Gastrointestinal: often - abdominal pain, diarrhea, nausea; infrequently - dry mouth, dyspepsia, flatulence, gastrointestinal pain, gastrointestinal bleeding, gastrointestinal disorders, vomiting, esophagitis; rarely - abdominal bloating.
General disorders and administration site conditions: common – asthenia; uncommon – edema, hyperthermia, chills*, injection site reactions*1, injection site necrosis*1; rare – malaise.
Immune system disorders: uncommon: hypersensitivity*, anaphylactoid reactions* or anaphylactic reactions (e.g. flushing, dyspnoea, bronchospasm, back pain, chest discomfort, changes in blood pressure (hypotension, hypertension) or pulse rate (tachycardia, bradycardia))*.
Infections and infestations: uncommon – urinary tract infections.
Musculoskeletal and connective tissue disorders: infrequently - arthralgia, muscle cramps.
Nervous system disorders: often – headache; infrequently – dizziness, paresthesia, dysgeusia*.
Mental disorders: often - anxiety, insomnia; infrequently - agitation, confusion.
Respiratory, thoracic and mediastinal disorders: uncommon – laryngeal edema*.
Skin and subcutaneous tissue disorders: common: pruritus; uncommon: hyperhidrosis, angioedema*, allergic skin reactions (e.g. rash, pruritus, urticaria, erythema)*.
There have been rare reports of suicidal thoughts/behavior in patients with depressive syndromes (see section "Special warnings and precautions for use").

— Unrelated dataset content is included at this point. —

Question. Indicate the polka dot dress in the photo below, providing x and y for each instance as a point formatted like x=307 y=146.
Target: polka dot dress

* Adverse reactions from spontaneous reports that were observed more frequently in spontaneous reports or not observed in clinical trials are classified as “uncommon” since the upper limit of the 95% confidence interval for the expected frequency does not exceed 3/X, where X=1922 (total number of volunteers in clinical trials).

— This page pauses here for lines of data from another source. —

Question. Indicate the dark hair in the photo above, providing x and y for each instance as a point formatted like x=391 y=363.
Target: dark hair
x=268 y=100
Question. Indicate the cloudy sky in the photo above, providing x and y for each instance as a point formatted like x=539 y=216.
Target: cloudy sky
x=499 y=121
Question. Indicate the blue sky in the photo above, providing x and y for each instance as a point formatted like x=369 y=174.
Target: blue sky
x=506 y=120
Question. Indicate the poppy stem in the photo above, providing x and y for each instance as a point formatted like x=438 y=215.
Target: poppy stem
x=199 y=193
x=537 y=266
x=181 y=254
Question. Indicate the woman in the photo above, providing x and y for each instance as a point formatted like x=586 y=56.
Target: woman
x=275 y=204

1 Refers to the injectable form of the drug.
Expiration date
2 years.
Do not use the drug after the expiration date indicated on the package.
Storage conditions
Store in the original packaging at a temperature not exceeding 25 °C.
Keep out of reach of children.
Packaging
4 tablets in a blister. 5 blisters in a pack.
Vacation category
According to the recipe.
Producer
JSC "Farmak".
Address
Ukraine, 04080, Kyiv, Kyrylivska St., 74.